By Annette Bernhardt, Anmol Chaddha, and Siobh√°n McGrath Brennan Center for Justice, August 2005

This scrupulously fact-checked and footnoted report outlines what we know about Wal-Mart, in terms of its wages, health insurance benefits, compliance with labor laws, and cost to states. It details average starting wages for various job classifications. It reports that Wal-Mart employees earn 20 percent less than retail workers on average. It outlines the out-of-pocket costs, coverage limitations, and eligibility requirements for the retailer's health insurance plan, and compiles information on what various states are spending to provide Medicaid to uninsured Wal-Mart employees and their children. The report also summarizes Wal-Mart's record of labor law violations.

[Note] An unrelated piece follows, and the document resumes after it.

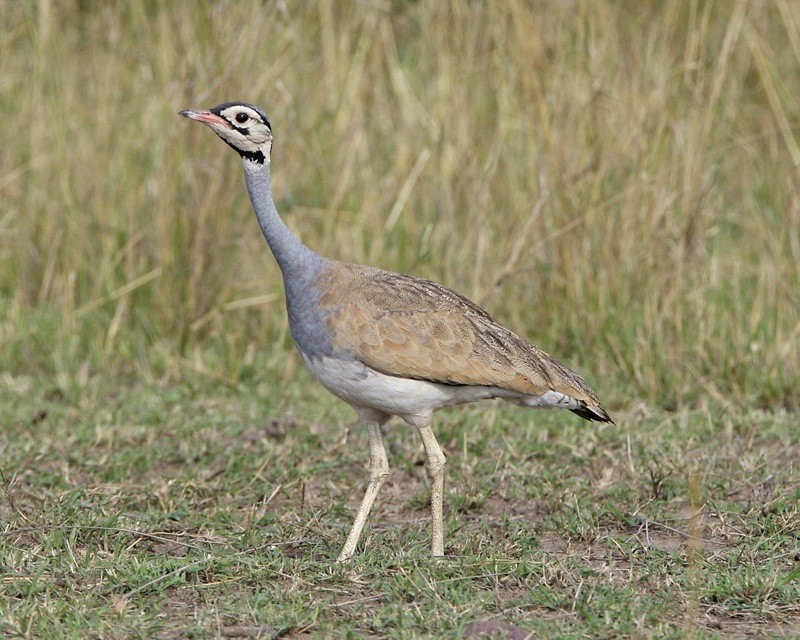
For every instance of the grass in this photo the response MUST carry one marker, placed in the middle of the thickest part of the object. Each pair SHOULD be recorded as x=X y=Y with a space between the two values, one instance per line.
x=615 y=180
x=206 y=511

Reviewing and Revising Wal-Mart's Benefits Strategy
Memo to the Wal-Mart Board of Directors from Susan Chambers, Wal-Mart's executive vice president for benefits, Oct. 2005

This internal memo leaked to Wal-Mart Watch assesses Wal-Mart's current health care benefits and offers strategies to both reduce the company's health insurance costs and neutralize criticism of its employment practices. The memo reports that only 48 percent of the company's employees are enrolled in its insurance plan, compared to an average of 68 percent for national employers. Excessive out-of-pocket costs, including expensive premiums and high deductibles, are to blame. "Our coverage is expensive for low-income families, and Wal-Mart has a significant percentage of Associates and their children on public assistance," the memo notes. Employees enrolled in Wal-Mart's insurance plan spend an average of 8 percent of their income on health care, nearly twice the national average. Almost 40 percent spend more than 16 percent of their income, a crippling cost for workers who earn less than $20,000 a year on average. The memo also reports that Wal-Mart has a larger share of its employees and their children enrolled in Medicaid compared to other companies. "In total, 46 percent of Associates' children are either on Medicaid or are uninsured," it notes. The memo offers strategies for reducing Wal-Mart's health care costs, including increasing the percentage of part-time employees and "design[ing] all jobs to include some physical activity (e.g., all cashiers do some cart gathering)." The latter recommendation aims to "dissuade unhealthy people from coming to work at Wal-Mart."


The Impact of Big Box Grocers on Southern California: Jobs, Wages, and Municipal Finances [PDF]
Prepared for the Orange County Business Council by Dr. Marlon Boarnet of the University of California at Irvine and Dr. Randall Crane of the University of California at Los Angeles, 1999.

The most useful parts of this study deal with Wal-Mart's impact on wages. The study concluded that, as Wal-Mart builds supercenters in southern California, the company will absorb up to 20 percent of the region's grocery market and cut grocery workers' income by up to $1.4 billion annually. Unionized supermarket workers in southern California make the equivalent of $18.25 an hour in wages and benefits, according to the study, while Wal-Mart employees earn just $9.63 per hour. As Wal-Mart expands in the region, it will replace high-wage jobs with low-wage jobs. It will probably also force unionized supermarket workers to accept substantial wage and benefit cuts to keep their employers competitive. The combined losses are estimated in the range of $500 million to $1.4 billion. The study also compares health insurance benefits at unionized supermarkets and Wal-Mart, and examines the tax and revenue implications of supercenter development.